News / World
Is Afghanistan a Failure Because of Depression Among Citizens?
By: Chris O'Shea
There have been many arguments made against the war in Afghanistan, but perhaps the most intriguing reason that it didn't work is one that has just been proposed: The mission was over before it started, because the Afghan people were already too traumatized. This idea comes from Air Force colonel Erik Goepner, who spent over a year in Afghanistan as part of a team of "rebuilders," tasked with helping the population build up its infrastructure.
Goepner says that the United Nations troops failed in Afghanistan because the people there were too clinically ill to help themselves. He claims that far too many people have been deeply impacted by the many years of war to be able to help counteract the Taliban's ruling force. Goepner based his findings on a study published in the Journal of the American Medical Association (JAMA) that examined the mental health of Afghanistan's citizens. The JAMA study found that citizens of countries that have gone through war — like Afghanistan — have a Post Traumatic Stress Disorder (PTSD) rate of 30 percent or higher. For non-war impacted countries, that rate is only five percent. Goepner said this is why any attempt to "win" the war in Afghanistan was worthless.

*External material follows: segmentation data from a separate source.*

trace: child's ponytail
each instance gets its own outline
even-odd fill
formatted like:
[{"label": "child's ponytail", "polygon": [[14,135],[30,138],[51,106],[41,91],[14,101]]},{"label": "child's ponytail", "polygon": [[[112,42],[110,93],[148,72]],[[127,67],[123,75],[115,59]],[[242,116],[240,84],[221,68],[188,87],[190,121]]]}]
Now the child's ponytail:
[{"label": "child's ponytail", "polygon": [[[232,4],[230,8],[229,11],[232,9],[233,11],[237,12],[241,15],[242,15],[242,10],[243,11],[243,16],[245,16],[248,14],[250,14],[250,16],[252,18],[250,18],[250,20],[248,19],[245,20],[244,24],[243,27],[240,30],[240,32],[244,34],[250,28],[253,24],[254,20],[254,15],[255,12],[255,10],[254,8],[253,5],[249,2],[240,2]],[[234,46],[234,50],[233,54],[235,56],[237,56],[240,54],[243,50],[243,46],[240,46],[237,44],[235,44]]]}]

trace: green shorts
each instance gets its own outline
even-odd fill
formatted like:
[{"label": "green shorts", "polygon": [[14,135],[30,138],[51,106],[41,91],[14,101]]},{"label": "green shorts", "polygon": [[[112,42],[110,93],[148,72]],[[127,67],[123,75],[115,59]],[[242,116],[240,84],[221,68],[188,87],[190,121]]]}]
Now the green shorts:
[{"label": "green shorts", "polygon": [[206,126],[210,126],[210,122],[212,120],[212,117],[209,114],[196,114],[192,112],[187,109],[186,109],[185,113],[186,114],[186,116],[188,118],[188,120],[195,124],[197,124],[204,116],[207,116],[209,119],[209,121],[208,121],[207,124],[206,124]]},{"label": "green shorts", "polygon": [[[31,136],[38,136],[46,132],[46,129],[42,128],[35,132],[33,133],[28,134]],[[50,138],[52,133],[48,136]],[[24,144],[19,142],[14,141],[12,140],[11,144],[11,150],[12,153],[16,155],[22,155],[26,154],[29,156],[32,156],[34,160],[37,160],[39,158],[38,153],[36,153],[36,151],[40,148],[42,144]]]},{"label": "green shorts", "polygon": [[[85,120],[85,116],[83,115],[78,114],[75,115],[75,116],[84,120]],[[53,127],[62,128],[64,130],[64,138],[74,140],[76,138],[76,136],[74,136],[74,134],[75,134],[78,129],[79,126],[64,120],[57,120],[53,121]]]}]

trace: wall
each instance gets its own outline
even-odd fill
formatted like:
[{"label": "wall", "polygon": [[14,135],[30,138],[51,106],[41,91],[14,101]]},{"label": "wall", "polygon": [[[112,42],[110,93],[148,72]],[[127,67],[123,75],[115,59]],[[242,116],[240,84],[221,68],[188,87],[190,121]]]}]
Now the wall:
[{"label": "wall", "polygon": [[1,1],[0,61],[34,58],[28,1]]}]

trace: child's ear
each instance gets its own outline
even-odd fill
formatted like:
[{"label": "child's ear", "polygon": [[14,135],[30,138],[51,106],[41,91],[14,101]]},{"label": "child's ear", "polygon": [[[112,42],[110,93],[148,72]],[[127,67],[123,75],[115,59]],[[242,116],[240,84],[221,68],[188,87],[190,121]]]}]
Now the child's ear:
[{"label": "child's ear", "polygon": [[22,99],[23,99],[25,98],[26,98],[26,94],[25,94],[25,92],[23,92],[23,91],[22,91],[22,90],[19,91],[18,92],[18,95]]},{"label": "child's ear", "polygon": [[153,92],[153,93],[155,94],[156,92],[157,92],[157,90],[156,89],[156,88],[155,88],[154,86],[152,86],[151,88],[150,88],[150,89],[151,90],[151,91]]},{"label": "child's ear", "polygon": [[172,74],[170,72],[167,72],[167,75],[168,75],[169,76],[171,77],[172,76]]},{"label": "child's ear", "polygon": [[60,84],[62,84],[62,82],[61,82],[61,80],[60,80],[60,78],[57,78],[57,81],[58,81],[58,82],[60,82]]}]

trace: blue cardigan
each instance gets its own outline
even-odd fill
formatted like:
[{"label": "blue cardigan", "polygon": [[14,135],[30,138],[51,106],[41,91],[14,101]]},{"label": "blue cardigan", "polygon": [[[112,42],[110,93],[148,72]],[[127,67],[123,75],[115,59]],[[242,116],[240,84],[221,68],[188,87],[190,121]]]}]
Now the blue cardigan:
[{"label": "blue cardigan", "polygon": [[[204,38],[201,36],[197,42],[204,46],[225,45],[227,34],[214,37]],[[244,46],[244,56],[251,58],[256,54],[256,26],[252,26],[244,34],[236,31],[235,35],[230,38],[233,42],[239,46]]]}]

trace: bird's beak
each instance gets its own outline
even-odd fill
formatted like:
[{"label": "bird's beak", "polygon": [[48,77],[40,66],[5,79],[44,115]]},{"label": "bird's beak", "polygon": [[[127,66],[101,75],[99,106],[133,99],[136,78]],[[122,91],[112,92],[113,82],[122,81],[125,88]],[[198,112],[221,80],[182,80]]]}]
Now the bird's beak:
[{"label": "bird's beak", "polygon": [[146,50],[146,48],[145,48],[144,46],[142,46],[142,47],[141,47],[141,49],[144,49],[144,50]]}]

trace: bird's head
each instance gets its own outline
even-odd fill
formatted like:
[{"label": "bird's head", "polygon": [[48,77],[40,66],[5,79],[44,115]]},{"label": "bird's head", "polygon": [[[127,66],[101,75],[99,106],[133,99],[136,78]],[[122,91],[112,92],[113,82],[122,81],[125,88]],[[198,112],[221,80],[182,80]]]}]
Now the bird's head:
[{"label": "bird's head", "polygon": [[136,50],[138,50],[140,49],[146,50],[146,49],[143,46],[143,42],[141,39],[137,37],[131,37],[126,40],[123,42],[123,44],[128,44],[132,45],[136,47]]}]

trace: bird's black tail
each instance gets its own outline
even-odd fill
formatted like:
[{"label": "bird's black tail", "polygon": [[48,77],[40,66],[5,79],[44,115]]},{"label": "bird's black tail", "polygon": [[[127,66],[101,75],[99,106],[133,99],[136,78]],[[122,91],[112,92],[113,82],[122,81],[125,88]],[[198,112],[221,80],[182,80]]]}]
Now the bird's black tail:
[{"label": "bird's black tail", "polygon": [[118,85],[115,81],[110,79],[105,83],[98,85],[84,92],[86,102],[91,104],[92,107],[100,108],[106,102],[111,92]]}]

"If an American unit had PTSD and depression rates of 30% or higher, it would likely be declared combat ineffective," wrote Goepner, according to Gizmodo. "When we conduct COIN (counterinsurgency) in weak and failed states, we are supporting a government and security force that is likewise combat, or perhaps more appropriately, mission ineffective. Mentoring and training them to a sufficient level of legitimacy and effectiveness is incredibly difficult, particularly so in the timeframes likely required by domestic political considerations at home."
Afghanistan's own director of the mental health department, Doctor Bashir Ahmad Sarwari, agrees with Goepner's assessment. "Two out of four Afghans suffer from trauma, depression and anxiety — they make up some 50 percent of the population," explained Ahmad Sarwari, to Al Aribaya News. "They are in trauma mainly because of three decades of war, poverty, family disputes and migration issues."
Goepner added that PTSD and depression among a nation's population not only hinder COIN efforts, it actively helps insurgent forces. "It makes the population more susceptible to intimidation and the belief that they themselves are incapable of changing things for the better," Goepner explained. "While this does not endear the insurgents to the population, it does keep the environment unstable and insecure over time, which is often an insurgent goal."
According to Goepner, the only way that COIN efforts will succeed is if those same forces are dedicated providing mental health assistance along with everything else. Now with what you know about war, how likely do you see that as happening? And, even if troops fly into other nations armed with rifles and shrinks, there are so many problems that arise out of that there'd be no end to it. Goepner's revelation is intriguing, and perhaps most fittingly of all, depressing. It's yet another reminder of the hopelessness that is war.